E. coli outbreaks, recalls reminder of challenges to food safety
Denver Post reporter Dave Migoya wrote an article for today's paper about UFG's recent recall of over 5 million pounds of ground beef. Migoya, who covered the 2002 ConAgra beef recall and E. coli outbreak, interviewed several players from the previous outbreak to gain perspective on the current recall:
Despite the improvements in the science, critics say the nation's food-safety system is still riddled with problems."It's the same flawed recall system, where consumers can't find out whether the meat in their freezer is poisoned," said Bill Marler, a food-safety attorney in Seattle.
Federal law makes the information a trade secret.
In the United recall, the latest technology allowed scientists at the Colorado Department of Health and Environment to link a pair of illnesses here to the same E. coli pathogen sickening several people in California.

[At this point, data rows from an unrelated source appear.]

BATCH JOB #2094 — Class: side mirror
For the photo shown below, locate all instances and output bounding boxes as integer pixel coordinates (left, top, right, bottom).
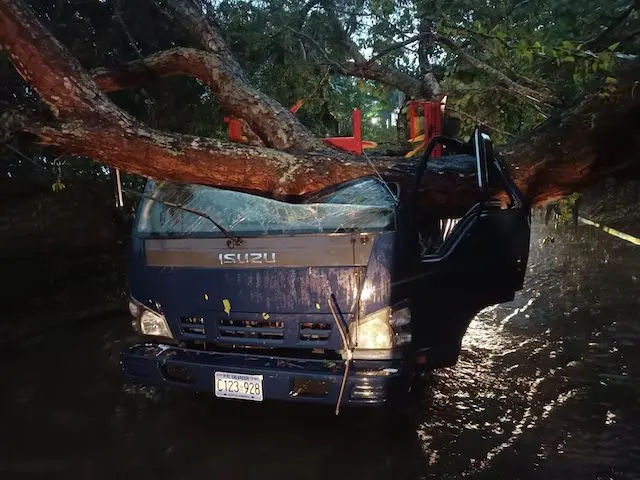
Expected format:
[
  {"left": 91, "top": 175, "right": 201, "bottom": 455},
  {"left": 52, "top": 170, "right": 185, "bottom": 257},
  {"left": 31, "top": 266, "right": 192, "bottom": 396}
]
[{"left": 472, "top": 128, "right": 493, "bottom": 192}]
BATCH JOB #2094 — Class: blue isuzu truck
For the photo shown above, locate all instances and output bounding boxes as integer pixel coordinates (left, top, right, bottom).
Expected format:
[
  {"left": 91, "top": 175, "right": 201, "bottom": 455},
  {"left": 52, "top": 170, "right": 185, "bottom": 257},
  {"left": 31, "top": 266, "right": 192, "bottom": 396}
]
[{"left": 121, "top": 130, "right": 530, "bottom": 412}]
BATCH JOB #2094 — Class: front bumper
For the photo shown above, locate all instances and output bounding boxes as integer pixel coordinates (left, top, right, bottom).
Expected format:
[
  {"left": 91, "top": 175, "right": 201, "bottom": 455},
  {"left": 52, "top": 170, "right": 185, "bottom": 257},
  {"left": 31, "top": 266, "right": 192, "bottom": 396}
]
[{"left": 121, "top": 343, "right": 411, "bottom": 406}]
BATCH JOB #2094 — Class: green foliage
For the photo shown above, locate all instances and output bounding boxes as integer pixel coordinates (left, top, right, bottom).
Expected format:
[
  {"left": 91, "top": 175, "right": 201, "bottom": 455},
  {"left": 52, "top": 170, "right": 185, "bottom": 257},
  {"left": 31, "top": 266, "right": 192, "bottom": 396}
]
[{"left": 0, "top": 0, "right": 640, "bottom": 190}]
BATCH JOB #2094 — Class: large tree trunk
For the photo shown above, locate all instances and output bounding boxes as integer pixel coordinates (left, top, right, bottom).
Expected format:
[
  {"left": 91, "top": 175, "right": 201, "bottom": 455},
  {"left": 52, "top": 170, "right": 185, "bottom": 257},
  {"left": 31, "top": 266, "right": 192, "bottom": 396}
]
[{"left": 0, "top": 0, "right": 640, "bottom": 211}]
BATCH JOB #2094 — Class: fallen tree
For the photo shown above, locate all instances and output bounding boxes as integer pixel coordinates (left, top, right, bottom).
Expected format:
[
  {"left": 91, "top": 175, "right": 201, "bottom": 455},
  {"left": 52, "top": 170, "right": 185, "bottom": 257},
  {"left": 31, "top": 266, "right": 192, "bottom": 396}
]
[{"left": 0, "top": 0, "right": 640, "bottom": 210}]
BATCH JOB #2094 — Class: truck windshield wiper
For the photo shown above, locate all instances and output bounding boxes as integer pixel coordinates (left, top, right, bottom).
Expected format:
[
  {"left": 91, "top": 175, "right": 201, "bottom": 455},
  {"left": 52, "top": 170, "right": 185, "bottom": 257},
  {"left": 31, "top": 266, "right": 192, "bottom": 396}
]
[{"left": 124, "top": 188, "right": 242, "bottom": 247}]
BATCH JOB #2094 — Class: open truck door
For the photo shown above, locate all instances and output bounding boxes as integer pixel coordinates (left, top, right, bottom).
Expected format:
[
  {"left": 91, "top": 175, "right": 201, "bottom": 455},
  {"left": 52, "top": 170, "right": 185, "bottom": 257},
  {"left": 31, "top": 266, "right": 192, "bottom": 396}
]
[{"left": 399, "top": 129, "right": 531, "bottom": 368}]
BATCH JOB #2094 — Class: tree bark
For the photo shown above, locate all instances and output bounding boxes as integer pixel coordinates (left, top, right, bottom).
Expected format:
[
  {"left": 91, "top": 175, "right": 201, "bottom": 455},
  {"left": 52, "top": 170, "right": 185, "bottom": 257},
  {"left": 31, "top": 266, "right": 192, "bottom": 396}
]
[{"left": 0, "top": 0, "right": 640, "bottom": 215}]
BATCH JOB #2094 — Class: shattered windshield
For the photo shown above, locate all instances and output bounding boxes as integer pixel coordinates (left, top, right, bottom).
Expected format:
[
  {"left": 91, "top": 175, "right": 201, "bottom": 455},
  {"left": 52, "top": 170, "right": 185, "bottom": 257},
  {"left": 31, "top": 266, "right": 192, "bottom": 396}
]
[{"left": 136, "top": 178, "right": 395, "bottom": 236}]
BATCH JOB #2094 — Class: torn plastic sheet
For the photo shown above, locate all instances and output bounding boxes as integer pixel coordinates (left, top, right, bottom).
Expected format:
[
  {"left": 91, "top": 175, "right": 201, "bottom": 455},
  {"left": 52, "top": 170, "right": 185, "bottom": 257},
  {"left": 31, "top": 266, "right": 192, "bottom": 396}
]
[{"left": 137, "top": 178, "right": 395, "bottom": 236}]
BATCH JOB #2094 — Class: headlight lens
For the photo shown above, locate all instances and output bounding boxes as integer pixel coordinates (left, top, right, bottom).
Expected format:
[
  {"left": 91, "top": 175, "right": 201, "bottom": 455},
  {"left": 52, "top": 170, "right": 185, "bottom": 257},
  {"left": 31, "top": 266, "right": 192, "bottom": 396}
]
[
  {"left": 129, "top": 300, "right": 140, "bottom": 318},
  {"left": 349, "top": 307, "right": 411, "bottom": 350},
  {"left": 140, "top": 310, "right": 173, "bottom": 338},
  {"left": 349, "top": 307, "right": 394, "bottom": 350}
]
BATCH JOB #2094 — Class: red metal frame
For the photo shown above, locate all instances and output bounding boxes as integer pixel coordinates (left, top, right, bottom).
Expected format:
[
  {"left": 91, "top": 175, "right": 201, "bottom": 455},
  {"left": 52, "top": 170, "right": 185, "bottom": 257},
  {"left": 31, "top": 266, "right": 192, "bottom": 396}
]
[{"left": 408, "top": 100, "right": 443, "bottom": 157}]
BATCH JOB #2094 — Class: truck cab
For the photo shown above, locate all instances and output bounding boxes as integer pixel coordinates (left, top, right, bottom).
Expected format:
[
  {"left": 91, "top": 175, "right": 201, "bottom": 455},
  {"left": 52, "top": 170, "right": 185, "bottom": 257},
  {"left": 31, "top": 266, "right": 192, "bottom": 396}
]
[{"left": 122, "top": 130, "right": 530, "bottom": 412}]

The Colorado scientists used an international computer database called PulseNet, created by officials who track illnesses.
"We then saw 11 cases with the same DNA fingerprint in five states," said Jim Beebe, Colorado's chief microbiologist.
"By using information shared worldwide, we can identify outbreaks that once were only viewed as isolated events," Beebe said.
Once Colorado made the link and the source was identified, the U.S. Department of Agriculture announced on June 3 that United had issued a 75,000- pound recall of ground beef processed at its plant on April 20.